STJ – Acórdão, Rel. Ministro Marco Aurélio Bellizze, Quinta Turma, j. 27/03/2012, p. 29/05/2012

Ementa

AGRAVO REGIMENTAL NO RECURSO ESPECIAL. PROCESSO CIVIL E ADMINISTRATIVO. GRATIFICAÇÃO DE REPRESENTAÇÃO MILITAR. PENSIONISTA. REVISÃO DE ATOS ADMINISTRATIVOS. LEI Nº 9.784/1999. DECADÊNCIA CONFIGURADA. 1 - Na ausência de lei específica nos Estados-Membros, a Lei nº 9.784/1999 deve ser aplicada de forma subsidiária.
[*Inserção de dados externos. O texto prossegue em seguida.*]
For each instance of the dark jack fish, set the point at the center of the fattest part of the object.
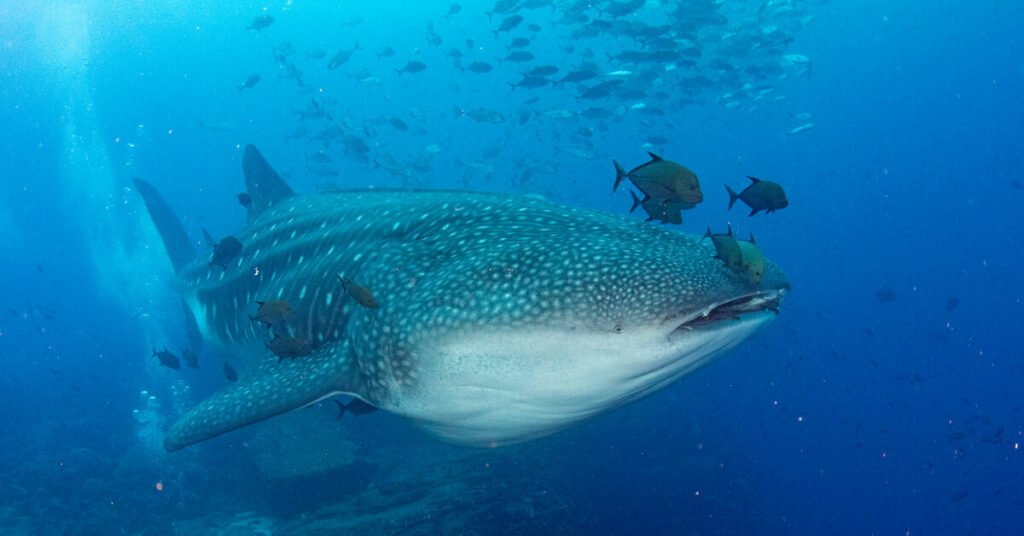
(664, 180)
(357, 292)
(664, 212)
(754, 261)
(462, 306)
(167, 359)
(250, 82)
(192, 359)
(726, 249)
(355, 406)
(741, 256)
(272, 314)
(761, 195)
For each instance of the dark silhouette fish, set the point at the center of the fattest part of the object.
(250, 82)
(167, 359)
(358, 293)
(412, 68)
(273, 314)
(469, 315)
(663, 180)
(658, 211)
(355, 406)
(761, 195)
(223, 251)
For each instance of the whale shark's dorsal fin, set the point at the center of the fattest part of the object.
(175, 238)
(271, 389)
(264, 186)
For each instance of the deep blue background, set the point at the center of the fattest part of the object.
(850, 415)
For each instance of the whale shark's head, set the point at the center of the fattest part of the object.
(531, 325)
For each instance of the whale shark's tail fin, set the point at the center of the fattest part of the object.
(264, 394)
(264, 186)
(176, 241)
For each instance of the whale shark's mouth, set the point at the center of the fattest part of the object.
(731, 310)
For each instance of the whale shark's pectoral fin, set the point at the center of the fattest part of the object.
(272, 389)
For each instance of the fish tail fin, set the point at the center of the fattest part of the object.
(621, 175)
(264, 186)
(276, 388)
(732, 196)
(175, 238)
(636, 201)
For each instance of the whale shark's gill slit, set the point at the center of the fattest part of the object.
(732, 310)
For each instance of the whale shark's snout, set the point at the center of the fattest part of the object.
(501, 319)
(620, 321)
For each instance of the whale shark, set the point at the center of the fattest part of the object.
(500, 319)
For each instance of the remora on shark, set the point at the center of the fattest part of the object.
(501, 319)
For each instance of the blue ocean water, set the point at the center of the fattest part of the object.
(885, 399)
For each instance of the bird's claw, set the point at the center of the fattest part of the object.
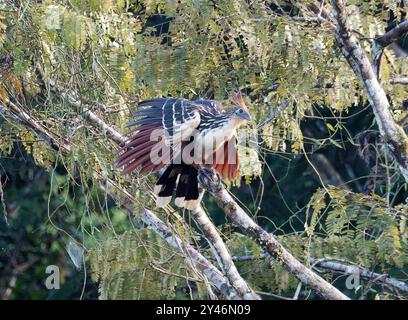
(209, 179)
Ademais, o advento da Lei Distrital nº 2.834/2001 não influencia na contagem do prazo decadencial já iniciado. 2 - O Superior Tribunal de Justiça firmou a compreensão de que, até a edição da Lei nº 9.784/1999, a Administração poderia rever os seus atos a qualquer tempo, iniciando, a partir de então, o prazo de cinco anos para que a Administração exerça seu poder de autotutela. 3 - Impõe-se o reconhecimento da decadência, se a vantagem foi incorporada à pensão da recorrida em 19 de janeiro de 1995, e o ato do Governador que excluiu o benefício só veio a ser publicado em 11 de setembro de 2008. 4 - Não há como acolher a tese de que o prazo decadencial somente se inicia com a decisão do Tribunal de Contas, uma vez, no caso, como atesta o próprio agravante "essa melhoria deferida à pensão da recorrida não foi enviada ao Tribunal de Contas do Distrito Federal para análise de sua legalidade", sendo que a Decisão nº 4.165/2008, que teria ensejado o questionamento da Casa Miliar, foi proferida no processo de outra pensionista, muito depois de superado o prazo decadencial para eventual revisão da incorporação da vantagem recebida de boa-fé pela agravada. 5 - Agravo regimental improvido. (AgRg no REsp n. 1.191.357/DF, relator Ministro Marco Aurélio Bellizze, Quinta Turma, julgado em 27/3/2012, DJe de 29/5/2012.)